We have shown that an optimal intensity of nGVS causes the simultaneous improvement in velocity, area and RMS of the COP movement in most of the subjects1,2. In the present study, an optimal intensity was present in 84% of the measurement periods1, and the current value of the optimal intensity was close to previous studies2,5,9. On the other hand, a further increase of nGVS intensity degrades stability causing an increase in the value of these posturographic parameters1,2. The effect of nGVS on postural improvement varied among subjects1,2. The factors that regulate individual differences in the effect of nGVS have not been elucidated so far. Our present study demonstrates that original postural instability has a significant association with the presence of an optimal intensity. The mechanism underlying the ameliorating effect of nGVS on postural stability during the stimulus is thought to be SR. In SR, an optimal amount of noise added to a non-linear system enhances information processing whereas a further increase in noise intensity leads to degradation of the content processing12,13. In the present study, we revealed that an SR-like phenomenon in the effect of nGVS on postural stability, which is the presence of an optimal intensity, was influenced by the original postural instability of the subject. We have previously shown that nGVS at the optimal intensity for 3 h had little effect on improving postural stability during the stimulation1. In the present study, we found that the more unstable the original posture was, the greater the long-term effect of nGVS at the optimal intensity on postural improvement was during the stimulation. It has been shown that in the human postural control system vestibular information is dominant to somatosensory information when there is a relatively large body sway21. It is possible that the SR-based effects of nGVS on vestibular afferents might be masked in subjects with smaller postural sway in the eyes-closed/foam rubber condition. Another possible reason that the posture of subjects without an optimal intensity was originally stable is that it was already optimised with noise inherent in the nervous system related to postural control. One previous report showed that the ameliorating effect of 400 µA nGVS on postural stability was large in originally unstable elderly subjects6, supporting our hypothesis, although it is unclear whether the intensity of 400 µA was optimal for these subjects.

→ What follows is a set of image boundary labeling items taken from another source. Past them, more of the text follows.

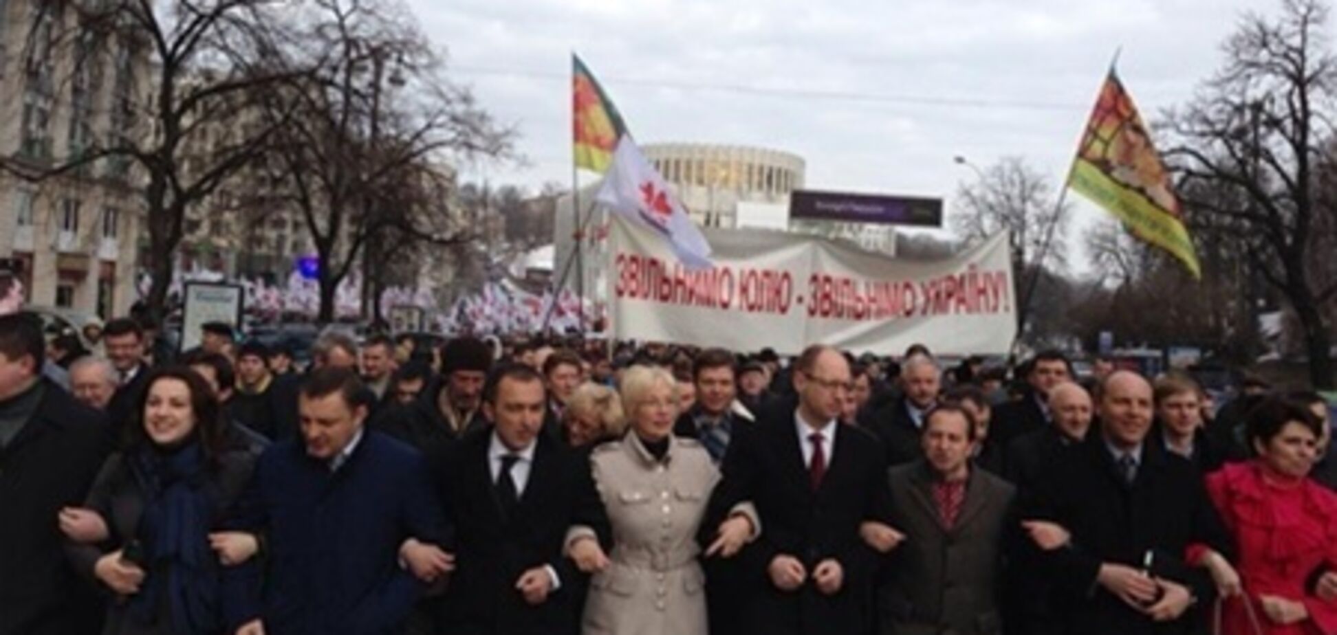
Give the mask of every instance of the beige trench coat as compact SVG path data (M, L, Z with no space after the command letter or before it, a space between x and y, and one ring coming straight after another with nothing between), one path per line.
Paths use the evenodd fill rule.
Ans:
M635 433L590 456L614 547L612 564L590 582L586 635L706 634L695 537L719 471L690 438L673 437L666 459L656 461ZM739 512L759 528L750 504Z

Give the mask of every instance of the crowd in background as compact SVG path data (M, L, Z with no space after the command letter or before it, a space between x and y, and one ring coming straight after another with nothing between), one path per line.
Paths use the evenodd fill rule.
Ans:
M1337 634L1329 406L1257 378L84 336L0 317L0 635Z

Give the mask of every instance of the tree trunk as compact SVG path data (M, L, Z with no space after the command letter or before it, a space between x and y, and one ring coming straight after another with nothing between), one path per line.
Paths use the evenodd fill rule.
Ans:
M1330 358L1332 338L1328 336L1328 325L1324 324L1318 307L1312 301L1304 305L1296 303L1296 315L1305 329L1305 350L1309 354L1309 382L1314 390L1330 390L1333 388L1333 368Z

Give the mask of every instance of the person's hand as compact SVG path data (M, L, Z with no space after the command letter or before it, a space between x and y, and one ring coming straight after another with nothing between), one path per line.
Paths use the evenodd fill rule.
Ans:
M886 553L905 541L905 535L876 520L865 520L858 525L858 537L873 551Z
M218 553L223 567L235 567L259 553L259 540L254 533L221 531L209 535L209 547Z
M1286 626L1309 619L1309 610L1301 602L1288 600L1275 595L1262 595L1258 598L1262 612L1273 624Z
M1170 580L1157 580L1161 586L1161 600L1147 607L1143 612L1151 616L1152 622L1171 622L1179 619L1185 611L1193 606L1193 594L1189 587Z
M1243 584L1239 582L1239 572L1230 565L1230 561L1225 556L1217 553L1215 551L1209 551L1202 559L1203 567L1207 567L1207 572L1211 574L1211 582L1217 584L1217 594L1222 598L1234 598L1243 592Z
M66 537L76 543L100 543L111 535L107 531L107 521L92 509L66 507L60 509L56 519L60 520L60 531L64 532Z
M237 628L237 635L265 635L265 624L259 619L253 619Z
M539 606L547 602L548 594L552 591L552 576L548 575L547 567L535 567L520 575L515 588L524 595L524 602Z
M608 568L608 556L603 552L603 547L590 536L578 539L567 551L582 572L598 574Z
M1047 520L1023 520L1021 528L1040 551L1054 551L1072 540L1072 535L1063 525Z
M144 569L122 561L119 549L99 557L92 574L116 595L135 595L144 582Z
M1106 591L1138 611L1157 600L1155 580L1126 564L1104 563L1095 579Z
M400 560L408 567L413 578L432 584L452 571L455 571L455 556L441 551L440 547L429 543L420 543L417 539L408 539L400 545Z
M771 584L781 591L797 591L798 587L804 586L804 580L808 579L808 569L804 568L804 563L798 561L794 556L783 553L773 557L766 571L770 574Z
M710 543L706 549L706 557L719 553L722 557L733 557L739 549L747 544L747 539L753 535L751 520L747 516L737 513L730 516L723 523L719 523L719 532L715 536L715 541Z
M817 568L813 569L813 582L817 583L817 590L822 594L836 595L845 583L845 569L834 557L828 557L817 563Z
M1329 571L1318 576L1318 586L1314 588L1314 595L1324 602L1337 599L1337 571Z

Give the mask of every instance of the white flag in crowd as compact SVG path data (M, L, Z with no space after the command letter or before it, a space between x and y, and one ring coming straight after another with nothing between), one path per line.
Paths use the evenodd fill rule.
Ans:
M612 155L612 167L595 201L655 230L673 246L674 254L691 269L710 267L710 243L687 217L678 197L668 191L663 176L640 154L640 148L623 135Z

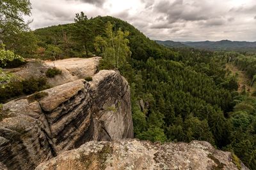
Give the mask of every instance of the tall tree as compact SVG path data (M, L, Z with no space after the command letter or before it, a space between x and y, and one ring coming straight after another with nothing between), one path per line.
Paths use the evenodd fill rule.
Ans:
M113 25L108 22L106 27L106 37L96 36L95 47L101 52L105 61L111 66L118 69L131 52L128 46L128 31L123 32L120 28L116 32L113 31Z
M0 41L5 43L10 36L15 36L29 29L23 17L29 15L29 0L0 1ZM8 46L7 46L8 48Z
M88 56L89 53L90 43L93 41L91 22L83 11L81 12L80 14L76 14L74 20L76 24L74 33L76 35L77 41L83 44L86 55ZM91 44L92 43L91 43Z

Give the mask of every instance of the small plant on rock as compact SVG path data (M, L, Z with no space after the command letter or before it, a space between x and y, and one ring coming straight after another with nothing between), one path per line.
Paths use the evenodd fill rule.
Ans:
M87 81L92 81L92 77L86 77L84 78L84 80Z
M56 67L53 67L48 69L48 70L45 73L45 75L49 78L54 78L56 75L61 74L61 70Z

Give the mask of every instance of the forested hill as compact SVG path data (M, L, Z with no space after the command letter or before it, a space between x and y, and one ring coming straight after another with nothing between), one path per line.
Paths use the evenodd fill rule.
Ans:
M129 83L135 138L207 141L255 169L256 99L237 92L236 75L225 69L236 55L166 48L111 17L81 13L75 20L35 31L38 48L29 57L102 56L99 69L118 69ZM10 87L0 94L9 96Z
M236 51L236 52L255 52L256 42L232 41L221 40L220 41L184 41L175 42L172 41L156 41L159 44L168 47L193 47L212 51Z
M149 57L168 59L175 55L174 52L151 41L131 24L109 16L91 18L82 27L77 27L76 23L60 25L37 29L35 34L40 40L39 45L46 50L49 45L61 50L61 52L58 50L58 57L60 58L67 56L85 57L98 54L93 46L94 38L97 35L105 34L108 22L113 25L114 31L119 28L129 31L132 58L146 61ZM51 56L45 55L44 57L51 58Z

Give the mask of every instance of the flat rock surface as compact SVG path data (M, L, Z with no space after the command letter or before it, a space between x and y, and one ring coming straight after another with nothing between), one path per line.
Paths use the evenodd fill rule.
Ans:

Moreover, this greater ameliorating effect in originally more unstable subjects was shown not only during the stimulus but also after the cessation of the stimulus. Elderly subjects with symptoms of unsteadiness are likely to have more severe postural instability than the healthy elderly subjects in the present study, and the ameliorating effect of nGVS can be expected to be more in these subjects. Our results will be helpful as preliminary data for applying nGVS to the treatment of balance disorders in the elderly and patients with vestibulopathy.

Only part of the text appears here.